We must stop wasting mooncakes
I am writing in response to the letter 'Mooncakes thrown away untouched' (South China Morning Post, September 19). I agree that it's wasteful to dispose of mooncakes without even tasting them.
The Mid-Autumn Festival is a meaningful and important tradition, and mooncakes are a part of it. We have a wide range of mooncakes to choose from; in fact, there are even ice-cream mooncakes on sale.
Unfortunately during the holiday, many people buy a lot more mooncakes than they can actually consume. Besides the mooncakes that have been left untouched, their plastic packaging can damage the environment.
We need to change some of our habits. Instead of just throwing unwanted mooncakes away, people could donate them to the poor.
Likewise, mooncake manufacturers should avoid wrapping their products in non-recyclable materials.
We need to stop being so wasteful.
Chan Siu-fai, King Ling College
From the Editor
Thank you for your letter, Siu-fai. Every year, we have the same outcry about how lots of mooncakes are simply wasted. To make matters worse, their 'showy' packaging fills up our landfills even more. We as buyers need to say 'no' because until we stop buying too many mooncakes the problem will persist.
In some countries, people tell their friends and family what they want. For example, when someone dies, relatives would ask for donations to be made to a charity, instead of sending flowers.

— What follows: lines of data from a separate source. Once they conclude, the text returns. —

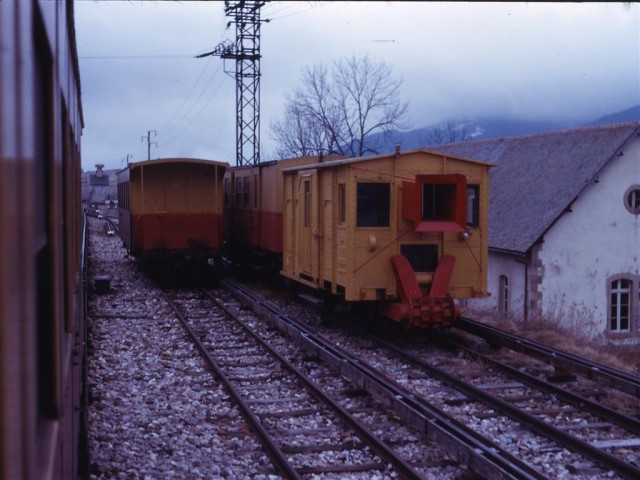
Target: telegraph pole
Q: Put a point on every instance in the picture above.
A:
(149, 142)
(246, 53)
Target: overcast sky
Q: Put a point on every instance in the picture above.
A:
(573, 61)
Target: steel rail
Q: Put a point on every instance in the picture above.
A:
(275, 453)
(603, 374)
(482, 456)
(624, 421)
(385, 452)
(596, 454)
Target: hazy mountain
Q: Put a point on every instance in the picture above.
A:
(490, 127)
(629, 115)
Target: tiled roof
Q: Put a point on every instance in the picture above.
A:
(537, 177)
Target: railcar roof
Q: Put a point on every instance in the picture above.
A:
(347, 161)
(160, 161)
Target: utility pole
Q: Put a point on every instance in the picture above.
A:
(246, 53)
(149, 142)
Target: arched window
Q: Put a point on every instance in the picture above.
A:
(620, 305)
(503, 295)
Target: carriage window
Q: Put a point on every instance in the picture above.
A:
(46, 328)
(238, 192)
(246, 193)
(473, 205)
(503, 295)
(620, 307)
(342, 203)
(307, 202)
(438, 202)
(255, 191)
(227, 192)
(373, 205)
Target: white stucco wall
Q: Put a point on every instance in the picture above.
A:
(499, 264)
(598, 239)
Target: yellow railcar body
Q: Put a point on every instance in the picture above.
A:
(344, 220)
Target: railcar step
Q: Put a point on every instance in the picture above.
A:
(310, 299)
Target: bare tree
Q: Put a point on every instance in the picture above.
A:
(338, 111)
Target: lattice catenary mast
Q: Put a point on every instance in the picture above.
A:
(246, 53)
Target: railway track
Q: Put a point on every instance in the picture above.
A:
(557, 443)
(303, 430)
(562, 361)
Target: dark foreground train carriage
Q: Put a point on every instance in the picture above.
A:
(404, 231)
(171, 208)
(253, 210)
(41, 289)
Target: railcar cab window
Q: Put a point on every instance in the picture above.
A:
(437, 201)
(373, 204)
(473, 206)
(342, 203)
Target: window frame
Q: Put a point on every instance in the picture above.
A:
(381, 221)
(614, 294)
(504, 295)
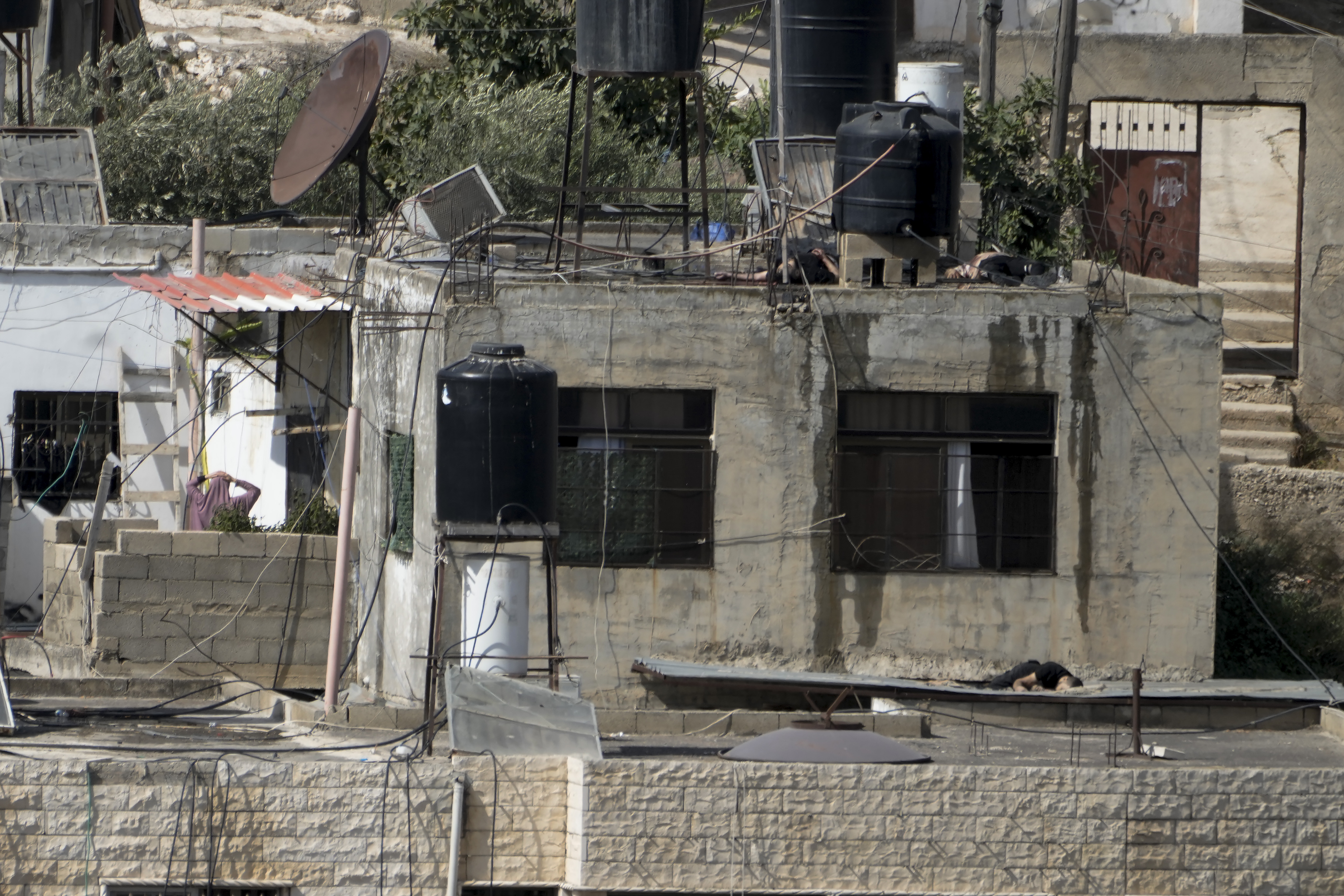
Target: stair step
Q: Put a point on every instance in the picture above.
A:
(1260, 440)
(1257, 416)
(1269, 457)
(1259, 327)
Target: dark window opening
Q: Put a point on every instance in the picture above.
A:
(60, 442)
(636, 490)
(916, 500)
(401, 464)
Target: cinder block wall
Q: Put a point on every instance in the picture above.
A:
(199, 601)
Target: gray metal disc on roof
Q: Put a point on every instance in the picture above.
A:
(824, 745)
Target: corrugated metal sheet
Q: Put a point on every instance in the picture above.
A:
(50, 177)
(811, 164)
(1211, 690)
(229, 293)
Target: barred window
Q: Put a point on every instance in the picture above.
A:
(937, 483)
(401, 464)
(60, 442)
(636, 477)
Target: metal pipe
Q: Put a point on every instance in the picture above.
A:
(1134, 712)
(347, 507)
(1066, 49)
(992, 17)
(456, 837)
(109, 464)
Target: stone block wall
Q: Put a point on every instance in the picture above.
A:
(343, 827)
(198, 601)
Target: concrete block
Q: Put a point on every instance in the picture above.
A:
(142, 649)
(173, 567)
(120, 625)
(144, 543)
(232, 594)
(198, 545)
(302, 240)
(220, 569)
(284, 546)
(242, 545)
(142, 590)
(233, 651)
(120, 566)
(255, 241)
(273, 570)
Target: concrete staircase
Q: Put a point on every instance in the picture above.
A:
(1257, 421)
(1259, 315)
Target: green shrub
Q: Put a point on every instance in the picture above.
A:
(1299, 589)
(1029, 201)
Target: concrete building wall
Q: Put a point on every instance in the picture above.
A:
(253, 604)
(1134, 577)
(362, 828)
(1229, 70)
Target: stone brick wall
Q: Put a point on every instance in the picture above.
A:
(709, 827)
(198, 600)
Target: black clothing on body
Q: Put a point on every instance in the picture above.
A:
(1050, 674)
(1021, 671)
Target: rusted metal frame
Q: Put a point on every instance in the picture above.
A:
(565, 178)
(705, 177)
(584, 173)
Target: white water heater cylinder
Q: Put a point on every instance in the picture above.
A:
(937, 84)
(495, 613)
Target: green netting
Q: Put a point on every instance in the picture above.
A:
(401, 464)
(628, 480)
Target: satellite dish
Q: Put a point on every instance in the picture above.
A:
(335, 120)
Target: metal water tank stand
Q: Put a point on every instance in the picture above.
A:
(22, 50)
(487, 532)
(584, 189)
(879, 249)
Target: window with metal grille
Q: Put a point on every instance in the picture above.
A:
(636, 477)
(220, 387)
(60, 442)
(945, 483)
(401, 464)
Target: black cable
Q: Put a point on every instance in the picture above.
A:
(1191, 512)
(290, 602)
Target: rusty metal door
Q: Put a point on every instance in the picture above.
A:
(1146, 205)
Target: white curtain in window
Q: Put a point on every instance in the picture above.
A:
(960, 551)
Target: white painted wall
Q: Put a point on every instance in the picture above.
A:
(68, 332)
(244, 447)
(1249, 158)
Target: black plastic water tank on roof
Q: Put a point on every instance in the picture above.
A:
(639, 37)
(498, 437)
(835, 52)
(917, 183)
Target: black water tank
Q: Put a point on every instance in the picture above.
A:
(639, 37)
(17, 15)
(835, 52)
(498, 437)
(916, 185)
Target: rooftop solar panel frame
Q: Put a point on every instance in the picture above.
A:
(50, 177)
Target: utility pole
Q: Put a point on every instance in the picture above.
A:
(777, 57)
(992, 15)
(1066, 49)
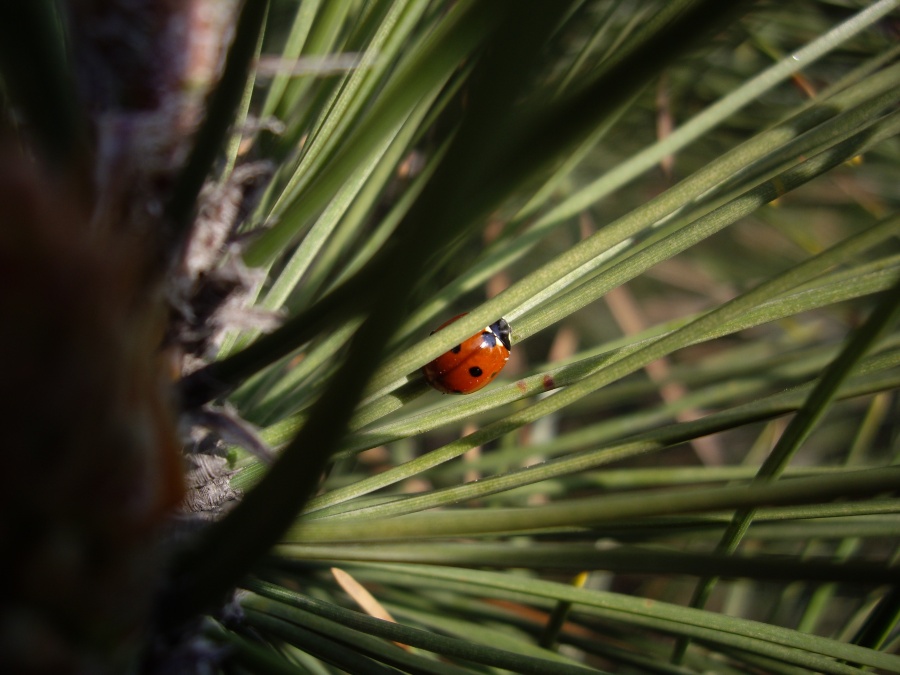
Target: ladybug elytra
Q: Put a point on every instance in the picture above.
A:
(472, 364)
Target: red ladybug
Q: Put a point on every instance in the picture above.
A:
(471, 365)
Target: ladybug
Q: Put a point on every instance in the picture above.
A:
(469, 366)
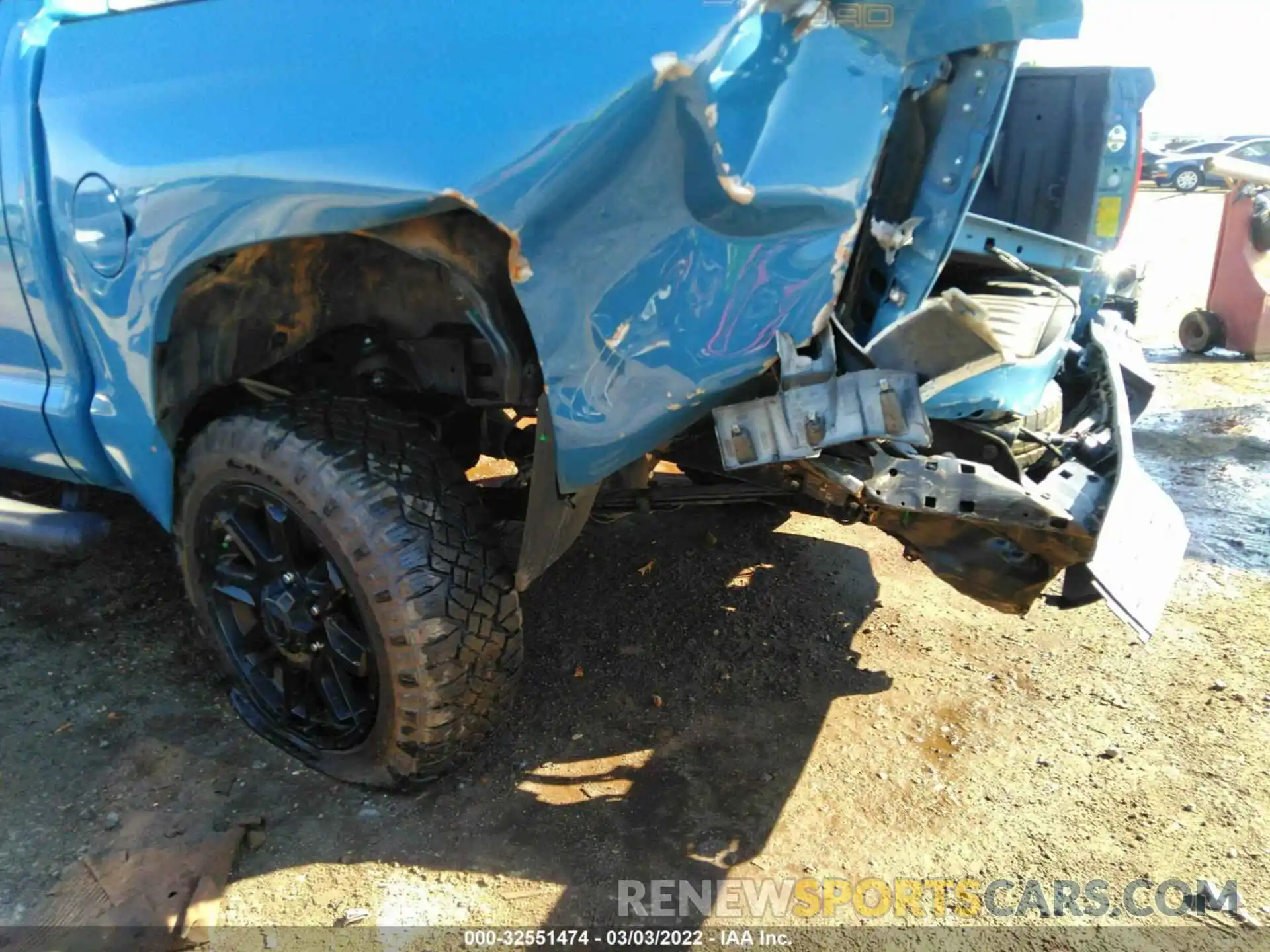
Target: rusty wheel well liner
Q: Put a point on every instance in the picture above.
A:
(245, 311)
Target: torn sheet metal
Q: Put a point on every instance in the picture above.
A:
(951, 334)
(892, 238)
(605, 165)
(817, 409)
(1144, 535)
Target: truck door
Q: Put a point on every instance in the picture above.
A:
(26, 442)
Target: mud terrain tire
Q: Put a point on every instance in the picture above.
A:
(417, 555)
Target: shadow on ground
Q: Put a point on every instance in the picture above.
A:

We could do something similar in Hong Kong. In fact, internet savvy students should be able to motivate people with a Facebook site, where you urge them to promise not to buy mooncakes unnecessarily. Instead, they could ask their friends and family to donate the money to a useful cause.
To see such wastage is heart-breaking. It would be much better to send that money to help people dying of starvation in Africa.